Eton Corporation and Fruit of the Loom (along with related entities) are the latest companies to have filed suit against Delaware in federal court, alleging that the state violated their constitution rights in connection with the state’s estimation methodology used in unclaimed property audits by its contingency fee auditors. These back-to-back lawsuits filed on December 12 and 13, respectively, come days after A&T filed in the same court and keep the focus squarely on the state’s audit practices.
Many of the facts and constitutional arguments presented by Eton and Fruit of the Loom (FOTL) are similar to those recently presented by AT&T and Univar, and allege that certain provisions of the Delaware unclaimed property law, along with the estimation methodology codified in the Regulations, violate federal law in that they:
- Identified unclaimed property via estimation and extrapolation without first identifying specific debts owed to actual creditors that could be claimed by Delaware;
- Retroactively applied certain provisions of the unclaimed property law, as amended in 2017, including the state’s subpoena power, record retention requirement, look back period and use of estimation;
- Removed the companies from the expedited audit program without pre-enforcement review, subjecting them to mandatory interest and the tolling of the statute of limitations;
- Utilized self-interested parties that are paid on a contingent fee basis to perform audits (Kelmar in Eton and Innovative Advocates Group LLC (IAG) in FOTL);
- Subjected the companies to multiple liability for the same property; and
- Included foreign-owned property in the estimations – escheating such property could be in conflict with those foreign jurisdictions that have their own escheat laws.
The Complaints provide a detailed overview and analysis of the federal preemption argument and a historical record of the state’s actions with respect to the unclaimed property law, the state’s audit program and practices, and its relationship with Kelmar.

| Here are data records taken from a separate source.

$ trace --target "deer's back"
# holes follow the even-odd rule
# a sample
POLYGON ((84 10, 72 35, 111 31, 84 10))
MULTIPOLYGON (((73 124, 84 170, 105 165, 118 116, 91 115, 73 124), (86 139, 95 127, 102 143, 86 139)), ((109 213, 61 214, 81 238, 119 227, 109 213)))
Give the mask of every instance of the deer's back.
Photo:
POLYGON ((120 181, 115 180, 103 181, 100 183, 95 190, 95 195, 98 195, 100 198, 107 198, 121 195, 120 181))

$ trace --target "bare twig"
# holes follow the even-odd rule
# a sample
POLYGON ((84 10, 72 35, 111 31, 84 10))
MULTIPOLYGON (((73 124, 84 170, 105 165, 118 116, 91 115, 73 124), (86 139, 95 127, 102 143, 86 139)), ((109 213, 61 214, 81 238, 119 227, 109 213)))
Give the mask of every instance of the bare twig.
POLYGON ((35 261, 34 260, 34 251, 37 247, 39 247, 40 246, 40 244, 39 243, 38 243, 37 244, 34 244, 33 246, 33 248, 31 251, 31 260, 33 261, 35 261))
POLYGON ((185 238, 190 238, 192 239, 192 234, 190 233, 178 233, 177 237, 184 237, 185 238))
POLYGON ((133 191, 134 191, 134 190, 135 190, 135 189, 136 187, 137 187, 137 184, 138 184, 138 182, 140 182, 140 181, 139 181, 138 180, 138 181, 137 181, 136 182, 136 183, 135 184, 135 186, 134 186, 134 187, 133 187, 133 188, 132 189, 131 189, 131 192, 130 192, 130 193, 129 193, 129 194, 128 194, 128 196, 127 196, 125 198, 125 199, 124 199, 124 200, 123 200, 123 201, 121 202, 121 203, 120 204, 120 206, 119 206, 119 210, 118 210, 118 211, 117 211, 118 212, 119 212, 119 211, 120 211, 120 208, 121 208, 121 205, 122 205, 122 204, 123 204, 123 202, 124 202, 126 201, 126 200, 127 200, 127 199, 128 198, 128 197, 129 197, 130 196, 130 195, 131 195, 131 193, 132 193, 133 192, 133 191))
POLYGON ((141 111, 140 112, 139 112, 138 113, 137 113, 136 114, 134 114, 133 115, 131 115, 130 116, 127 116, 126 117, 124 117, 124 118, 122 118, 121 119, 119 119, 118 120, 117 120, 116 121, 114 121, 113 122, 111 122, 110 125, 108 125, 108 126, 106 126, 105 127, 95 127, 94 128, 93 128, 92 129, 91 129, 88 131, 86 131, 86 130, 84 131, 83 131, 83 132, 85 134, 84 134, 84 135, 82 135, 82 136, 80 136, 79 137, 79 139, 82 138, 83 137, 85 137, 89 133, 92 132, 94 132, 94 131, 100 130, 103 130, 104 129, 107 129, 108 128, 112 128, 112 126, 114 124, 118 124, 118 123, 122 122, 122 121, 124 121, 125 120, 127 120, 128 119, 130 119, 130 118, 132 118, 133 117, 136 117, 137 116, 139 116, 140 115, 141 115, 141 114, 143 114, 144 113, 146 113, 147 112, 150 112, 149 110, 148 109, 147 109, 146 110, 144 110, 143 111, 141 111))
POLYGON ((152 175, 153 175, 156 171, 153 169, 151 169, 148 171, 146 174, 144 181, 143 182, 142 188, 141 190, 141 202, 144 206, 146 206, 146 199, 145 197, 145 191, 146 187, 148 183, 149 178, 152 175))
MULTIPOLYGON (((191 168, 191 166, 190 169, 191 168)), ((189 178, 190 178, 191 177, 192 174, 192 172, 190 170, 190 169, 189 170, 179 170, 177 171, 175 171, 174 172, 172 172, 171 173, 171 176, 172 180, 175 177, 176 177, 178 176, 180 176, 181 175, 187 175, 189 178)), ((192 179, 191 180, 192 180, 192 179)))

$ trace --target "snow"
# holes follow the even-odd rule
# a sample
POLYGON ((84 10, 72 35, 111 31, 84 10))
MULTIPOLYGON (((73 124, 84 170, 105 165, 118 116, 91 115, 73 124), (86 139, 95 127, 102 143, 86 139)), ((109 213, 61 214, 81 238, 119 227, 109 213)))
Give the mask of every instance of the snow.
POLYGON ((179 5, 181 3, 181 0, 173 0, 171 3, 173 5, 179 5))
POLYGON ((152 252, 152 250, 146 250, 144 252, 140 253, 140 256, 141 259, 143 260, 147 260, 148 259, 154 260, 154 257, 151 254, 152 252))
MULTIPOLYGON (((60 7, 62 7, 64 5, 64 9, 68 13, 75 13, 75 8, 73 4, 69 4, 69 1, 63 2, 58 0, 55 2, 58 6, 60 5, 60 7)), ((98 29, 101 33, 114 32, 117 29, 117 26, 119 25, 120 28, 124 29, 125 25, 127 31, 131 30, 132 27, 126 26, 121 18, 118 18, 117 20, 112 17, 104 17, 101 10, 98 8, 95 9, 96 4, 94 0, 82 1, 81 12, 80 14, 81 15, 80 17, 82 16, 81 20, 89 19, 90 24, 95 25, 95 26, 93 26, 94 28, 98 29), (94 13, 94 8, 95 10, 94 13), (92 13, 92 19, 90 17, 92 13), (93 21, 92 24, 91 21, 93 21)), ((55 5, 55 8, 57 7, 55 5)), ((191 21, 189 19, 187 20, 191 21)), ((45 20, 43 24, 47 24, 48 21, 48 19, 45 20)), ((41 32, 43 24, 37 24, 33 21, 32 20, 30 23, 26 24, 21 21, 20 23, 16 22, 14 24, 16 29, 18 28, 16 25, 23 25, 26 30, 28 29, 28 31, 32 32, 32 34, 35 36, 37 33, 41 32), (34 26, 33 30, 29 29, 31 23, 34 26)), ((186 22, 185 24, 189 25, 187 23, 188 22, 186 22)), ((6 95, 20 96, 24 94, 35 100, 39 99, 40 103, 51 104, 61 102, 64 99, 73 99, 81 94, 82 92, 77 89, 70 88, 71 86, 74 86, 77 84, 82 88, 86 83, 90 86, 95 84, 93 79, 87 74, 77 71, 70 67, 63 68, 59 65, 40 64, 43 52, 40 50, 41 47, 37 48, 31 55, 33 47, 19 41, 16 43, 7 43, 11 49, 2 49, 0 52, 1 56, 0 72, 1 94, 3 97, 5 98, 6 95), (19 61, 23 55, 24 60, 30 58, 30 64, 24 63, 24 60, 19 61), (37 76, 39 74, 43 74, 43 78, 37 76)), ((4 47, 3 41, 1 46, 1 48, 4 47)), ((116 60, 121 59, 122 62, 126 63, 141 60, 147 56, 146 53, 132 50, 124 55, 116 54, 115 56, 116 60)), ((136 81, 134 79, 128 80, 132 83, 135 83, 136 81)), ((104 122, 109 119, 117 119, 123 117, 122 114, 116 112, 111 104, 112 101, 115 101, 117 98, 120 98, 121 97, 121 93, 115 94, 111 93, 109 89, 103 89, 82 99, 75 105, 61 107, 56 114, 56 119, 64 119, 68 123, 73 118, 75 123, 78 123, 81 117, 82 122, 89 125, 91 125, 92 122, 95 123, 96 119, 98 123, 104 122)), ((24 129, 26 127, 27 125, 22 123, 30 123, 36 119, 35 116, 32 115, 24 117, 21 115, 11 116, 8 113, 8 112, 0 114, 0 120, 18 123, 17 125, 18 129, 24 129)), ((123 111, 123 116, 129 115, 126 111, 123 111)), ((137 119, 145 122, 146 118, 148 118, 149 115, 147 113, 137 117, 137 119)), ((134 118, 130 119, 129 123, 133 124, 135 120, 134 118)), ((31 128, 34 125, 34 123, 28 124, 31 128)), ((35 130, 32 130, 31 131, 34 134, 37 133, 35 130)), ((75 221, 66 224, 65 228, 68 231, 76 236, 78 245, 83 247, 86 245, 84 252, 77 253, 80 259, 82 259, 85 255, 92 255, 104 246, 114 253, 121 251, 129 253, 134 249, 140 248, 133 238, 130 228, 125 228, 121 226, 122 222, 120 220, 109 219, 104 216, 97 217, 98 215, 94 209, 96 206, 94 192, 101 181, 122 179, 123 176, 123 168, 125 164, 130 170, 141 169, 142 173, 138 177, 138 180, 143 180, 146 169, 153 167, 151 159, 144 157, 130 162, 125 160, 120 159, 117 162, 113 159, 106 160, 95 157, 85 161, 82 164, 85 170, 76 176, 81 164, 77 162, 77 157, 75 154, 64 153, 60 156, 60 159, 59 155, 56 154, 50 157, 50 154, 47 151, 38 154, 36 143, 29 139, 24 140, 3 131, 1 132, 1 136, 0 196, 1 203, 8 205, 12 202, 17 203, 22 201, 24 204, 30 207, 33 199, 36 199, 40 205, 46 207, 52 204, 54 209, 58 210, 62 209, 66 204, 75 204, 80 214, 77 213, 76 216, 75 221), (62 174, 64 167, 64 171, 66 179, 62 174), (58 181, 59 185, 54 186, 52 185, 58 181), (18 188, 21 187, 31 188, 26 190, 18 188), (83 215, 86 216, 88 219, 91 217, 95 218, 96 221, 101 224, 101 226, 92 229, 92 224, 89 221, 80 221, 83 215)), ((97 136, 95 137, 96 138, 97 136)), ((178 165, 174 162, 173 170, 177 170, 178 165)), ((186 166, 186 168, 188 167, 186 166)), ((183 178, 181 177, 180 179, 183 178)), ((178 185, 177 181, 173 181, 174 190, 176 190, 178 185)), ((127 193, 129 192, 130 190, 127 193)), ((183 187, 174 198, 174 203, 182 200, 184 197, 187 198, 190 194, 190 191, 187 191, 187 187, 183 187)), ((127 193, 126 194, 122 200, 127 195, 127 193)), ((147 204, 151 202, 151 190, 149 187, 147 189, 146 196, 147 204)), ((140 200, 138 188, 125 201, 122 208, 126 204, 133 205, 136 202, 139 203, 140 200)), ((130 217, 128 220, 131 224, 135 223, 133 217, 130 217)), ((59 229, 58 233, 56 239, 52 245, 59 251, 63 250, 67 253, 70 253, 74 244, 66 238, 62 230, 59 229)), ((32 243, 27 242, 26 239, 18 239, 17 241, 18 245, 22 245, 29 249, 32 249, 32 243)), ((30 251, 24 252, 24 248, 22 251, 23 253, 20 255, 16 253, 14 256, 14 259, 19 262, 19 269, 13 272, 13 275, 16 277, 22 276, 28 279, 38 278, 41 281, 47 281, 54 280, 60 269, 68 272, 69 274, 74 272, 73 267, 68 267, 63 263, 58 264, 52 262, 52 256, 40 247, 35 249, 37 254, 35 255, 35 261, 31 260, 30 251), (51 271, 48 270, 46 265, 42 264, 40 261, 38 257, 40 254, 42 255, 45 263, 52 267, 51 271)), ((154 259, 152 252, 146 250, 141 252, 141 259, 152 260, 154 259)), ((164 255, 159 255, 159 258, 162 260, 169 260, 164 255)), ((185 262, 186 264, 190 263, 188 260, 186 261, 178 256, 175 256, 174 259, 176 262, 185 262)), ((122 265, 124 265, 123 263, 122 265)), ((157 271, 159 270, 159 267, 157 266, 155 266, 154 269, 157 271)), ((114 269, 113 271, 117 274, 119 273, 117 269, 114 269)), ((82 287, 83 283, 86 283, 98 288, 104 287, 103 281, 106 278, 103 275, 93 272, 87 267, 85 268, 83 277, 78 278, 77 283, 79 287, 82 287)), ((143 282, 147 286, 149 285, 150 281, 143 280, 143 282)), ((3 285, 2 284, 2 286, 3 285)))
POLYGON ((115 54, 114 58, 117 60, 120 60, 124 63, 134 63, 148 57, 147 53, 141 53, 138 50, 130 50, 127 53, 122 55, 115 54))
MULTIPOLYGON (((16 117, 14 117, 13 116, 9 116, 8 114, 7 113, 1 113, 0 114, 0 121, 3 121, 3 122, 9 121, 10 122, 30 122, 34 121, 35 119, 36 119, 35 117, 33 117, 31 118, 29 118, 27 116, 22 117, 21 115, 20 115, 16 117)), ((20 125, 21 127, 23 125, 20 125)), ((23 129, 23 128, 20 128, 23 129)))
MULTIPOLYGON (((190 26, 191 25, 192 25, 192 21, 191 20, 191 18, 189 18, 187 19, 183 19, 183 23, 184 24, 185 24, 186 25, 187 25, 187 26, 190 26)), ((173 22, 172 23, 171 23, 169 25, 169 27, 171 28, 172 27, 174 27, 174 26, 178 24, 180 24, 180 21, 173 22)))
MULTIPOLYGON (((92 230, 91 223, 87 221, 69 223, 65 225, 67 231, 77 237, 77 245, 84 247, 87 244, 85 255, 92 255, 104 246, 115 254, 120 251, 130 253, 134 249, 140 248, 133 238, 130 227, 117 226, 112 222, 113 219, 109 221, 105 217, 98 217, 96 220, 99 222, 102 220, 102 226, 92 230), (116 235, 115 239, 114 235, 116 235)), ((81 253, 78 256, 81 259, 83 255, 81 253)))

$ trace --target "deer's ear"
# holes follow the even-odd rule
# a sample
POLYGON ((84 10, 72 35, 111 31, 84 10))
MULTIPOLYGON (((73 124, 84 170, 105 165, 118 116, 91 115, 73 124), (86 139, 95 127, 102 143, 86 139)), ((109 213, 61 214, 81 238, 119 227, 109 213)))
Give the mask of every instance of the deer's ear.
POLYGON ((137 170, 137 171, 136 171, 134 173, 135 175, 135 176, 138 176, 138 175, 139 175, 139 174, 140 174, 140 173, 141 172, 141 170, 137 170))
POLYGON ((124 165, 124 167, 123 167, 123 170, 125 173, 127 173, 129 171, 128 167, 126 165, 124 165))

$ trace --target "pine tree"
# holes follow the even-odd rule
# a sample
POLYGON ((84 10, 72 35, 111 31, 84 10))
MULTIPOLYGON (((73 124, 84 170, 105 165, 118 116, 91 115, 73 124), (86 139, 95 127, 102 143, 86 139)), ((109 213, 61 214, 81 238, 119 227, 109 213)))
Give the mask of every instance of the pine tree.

Eton and FOTL, like AT&T, were terminated from Delaware’s expedited audit program during the final phases of their audits, after objecting to what they believed were overly broad and burdensome document requests. Delaware law does not provide for pre or post enforcement review, and thus the companies have not had an opportunity to be heard, or to defend against the termination.
In the landmark decision in 2016, the U.S. District Court for the district of Delaware held in Temple-Inland  that Delaware could not retroactively estimate property, particularly because its law did not include a record retention requirement, and that Kelmar’s estimation methodology created “significantly misleading results,” as it was largely based on property with owner addresses outside of Delaware, and could not be claimed by the state. Delaware subsequently amended the law in 2017 to add a record retention requirement, but the same estimation practices used by Kelmar that were criticized by the district court were codified in the state’s Regulations, which were made effective on October 11, 2017.
The state will need to answer to the holders and the court to defend its practices against these constitutional claims, as the federal court’s docket for 2020 continues to fill up.
 Eton Corporation, et al v. Geisenberger, et al, Case 1:19-cv-02269-UNA; and Fruit of the Loom, Inc., et al v. Geisenberger, et al, Case 1:19-cv-02273-UNA.
 Temple-Inland Inc. v. Cook, 192 F. 3d 527, 549 (D. Del. 2016).